If you do believe in magic you will love today’s payrolls report. Don’t take them at face value…look at the breakdown I posted above and THINK! Much of the increase was in part-time jobs: aka, minimum wage, no benefits. Will this help economic growth? Pullease!!!

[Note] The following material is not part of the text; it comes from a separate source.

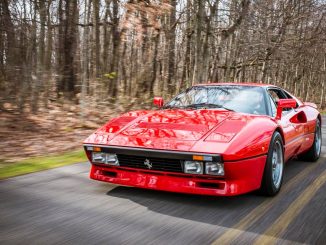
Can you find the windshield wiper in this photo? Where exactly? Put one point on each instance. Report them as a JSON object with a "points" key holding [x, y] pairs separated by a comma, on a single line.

Memo to Paul Ryan, Eric Cantor and the rest of the Tea Party: increasingly we see that the data reported by Reinhart & Rogoff is flawed. We are not in danger of becoming bankrupt as a nation (ok, except morally). Meanwhile, they continue to hammer austerity down our throats while Mssrs. Simpson and Bowles remain mum. This is not new: during the Great Depression the Federal Reserve (the heroes today), raised reserve requirements on banks four times which resulted in more loans being called and more unemployment. They did this again and again. As for the unemployment, the belief at the time was that as unemployment rose people would work for less and companies would hire them. They did not. How do I know this? Because Ben Bernanke wrote the study on it! Now do you see why he is so concerned? Last time the Fed was the culprit this time the Federal government…note the loss of another 10,000 government jobs this month. The average has been a loss of 5,000 per month for well over a year…what does this say???

Newspaper article today says suicide rate among baby boomers is rising. The reason: most retirement fears…is this a great country or what???

Have a great weekend and don’t kill yourself, accidentally or otherwise!